Geçmiş takibini yapmak çok geliştirici, öğretici. Bugünü de daha iyi anlıyorsunuz, edebiyattan plastik sanata, bir dönemin politikacılarından skandallarına pek çok konuda ‘güncelleniyorsunuz’. Bizler Türkiye’de yaşayan insanlar olarak hafızadan sık sık koparılıyor ya da yeni metinlerle kandırılıyor ya da ‘yönlendiriliyoruz’. Yazılı kaynağın azlığı, umursamazlık, gömmecilik, çökmecilik bu durumu tetikliyor. Binaların geçmişine bakmak bir yapbozun parçalarını arayıp yavaş yavaş tamamlamak gibi. Bu ‘takibe’ başladığımda mimari detaylara daha çok ilgiliydim. Yine öyleyim. Ancak toplumsal hikâyeler, ilişkiler biraz daha öne geçti diyebilirim. Benim için en iyi bina “mimari açıdan değerli, hikâyeli” bina…
- Yaşanmışlık kavramı, insan hikayelerinin içinde mimarlık sizin için ne ifade ediyor?
Haddim olmadan söyleyeceğim, bence mimarlık yaşanmış ve yaşanacaklarla çok ilgili bir şey. İyi mimarlık yaşama biraz tutkulu bir sıradan vatandaş tarafından da hissedilen bir şey.
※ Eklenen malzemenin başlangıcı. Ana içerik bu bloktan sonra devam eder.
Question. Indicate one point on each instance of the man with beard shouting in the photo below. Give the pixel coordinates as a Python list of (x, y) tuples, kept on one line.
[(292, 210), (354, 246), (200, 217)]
Çocuk yaşta da olsanız, iyi mimarlıkla yapılmış bir binaya girdiğinizde farkı hissedersiniz. Neredeyse ‘insanmışsacısa’ özlenen binalar, mimarisiyle-yaşattıklarıyla, hikayeleriyle sevilen binalar bence iyi mimarlık işi olan yapılar. Benim için “ışığı güzel” diye bir kriter var; kolay mı onu sağlamak…
- Her Umut Ortak Arar aracılığıyla kültürel miras, kişisel bellek / toplum belleği alanlarında merak eden / araştıran biri olarak mimarlık alanında hangi değerleri kaybettiğimizi düşünüyorsunuz? Hangi değerleri geri kazanabiliriz?
Milyonlarca insanın koca Türkiye’nin bir iki şehrinde yaşamaya çalışması mimarların suçu değil elbet ama bence büyük bir sorun. Güzel, kıymetli, ferah, bahçeli, hafıza barındıran pek çok bina, özellikle de İstanbul’da yerini büyük ve birbirine benzer yapı tiplerinden birine bırakıyor. Zaten azınlıkların ülkeden ayrılmaları sürecinde pek çok kıymetli yapının geçmişle bağı koparılmış, isimleri değiştirilmiş, içleri önemsenmemiş. Şimdi de korumak, inat, kavga, maddi yeterlilik, gusto ve bilinç gerektiriyor ki bu zor. İyi eğitimin, ortak kültürel değerlerin geri gelmesi iyi mimariyi de artırır diye düşünüyorum.